ABSTRACT

Introduction The SKIN model (Simulating Knowledge dynamics in Innovation Networks; for a detailed introduction see Ahrweiler et al. 2004) is a multi-agent simulation of firms that try to optimize their innovation performance in order to respond to the requirements of a constantly changing environment. Simulated scenarios can inform decision makers about the chances and risks of investing in different learning activities while taking into account the firm’s markets, its clients, competitors and partners, its external and internal resources, and its strategic policies. In this chapter, we suggest that the SKIN model can be linked to the body of literature on ‘organizational learning’ (OL) (for an early overview, see Dodgson 1993 and for later surveys, Amable 2003, Bahlmann 1990, Lam 2003).
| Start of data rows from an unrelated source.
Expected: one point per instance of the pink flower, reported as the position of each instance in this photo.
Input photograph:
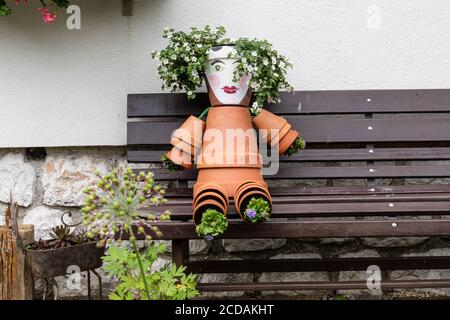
(47, 15)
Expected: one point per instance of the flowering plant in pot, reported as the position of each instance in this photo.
(117, 206)
(235, 72)
(213, 224)
(48, 8)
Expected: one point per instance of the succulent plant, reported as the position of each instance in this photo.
(60, 233)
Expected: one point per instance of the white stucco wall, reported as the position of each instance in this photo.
(65, 88)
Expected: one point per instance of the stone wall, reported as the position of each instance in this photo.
(47, 183)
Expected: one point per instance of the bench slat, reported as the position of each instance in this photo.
(308, 191)
(295, 208)
(313, 229)
(321, 131)
(361, 154)
(321, 285)
(312, 102)
(323, 264)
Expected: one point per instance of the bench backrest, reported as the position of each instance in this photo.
(367, 134)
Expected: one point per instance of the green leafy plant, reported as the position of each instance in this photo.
(299, 144)
(169, 165)
(48, 8)
(183, 60)
(168, 283)
(114, 208)
(265, 66)
(213, 224)
(258, 209)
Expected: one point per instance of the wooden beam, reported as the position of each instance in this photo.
(16, 281)
(127, 8)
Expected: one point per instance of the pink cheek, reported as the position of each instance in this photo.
(243, 81)
(214, 81)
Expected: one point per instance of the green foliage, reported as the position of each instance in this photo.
(183, 60)
(299, 144)
(266, 67)
(113, 207)
(169, 165)
(167, 283)
(213, 224)
(258, 209)
(117, 200)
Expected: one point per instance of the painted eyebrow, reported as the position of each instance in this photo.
(217, 61)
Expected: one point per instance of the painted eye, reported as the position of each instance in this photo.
(218, 67)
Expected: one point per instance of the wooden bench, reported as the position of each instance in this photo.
(369, 135)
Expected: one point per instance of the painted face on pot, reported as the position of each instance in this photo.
(219, 70)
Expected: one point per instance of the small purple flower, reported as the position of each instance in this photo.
(250, 213)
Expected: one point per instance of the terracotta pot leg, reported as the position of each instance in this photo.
(244, 193)
(209, 196)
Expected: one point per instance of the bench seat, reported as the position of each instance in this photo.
(395, 141)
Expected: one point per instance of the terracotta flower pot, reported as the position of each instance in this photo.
(244, 194)
(182, 145)
(209, 195)
(283, 136)
(249, 192)
(191, 132)
(205, 205)
(229, 140)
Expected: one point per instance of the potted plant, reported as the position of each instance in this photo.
(48, 8)
(235, 72)
(117, 207)
(52, 258)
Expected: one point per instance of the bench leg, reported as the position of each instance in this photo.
(180, 251)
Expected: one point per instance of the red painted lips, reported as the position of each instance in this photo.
(230, 90)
Following Garvin’s statement (Garvin 1993) that only learning that can be measured will be useful to managers, the SKIN simulation shows the outcome of different learning activities. The model embodies some theoretical ideas from the OL literature and implements many OL concepts (e.g. from Argyris and Schön 1996, Levinthal and March 1993, March and Olsen 1975, Senge 1990). Thus, the SKIN model is not only interesting for managers and other practitioners responsible for empirical learning processes within firms but also for scientists testing theories from the body of research on organizational learning.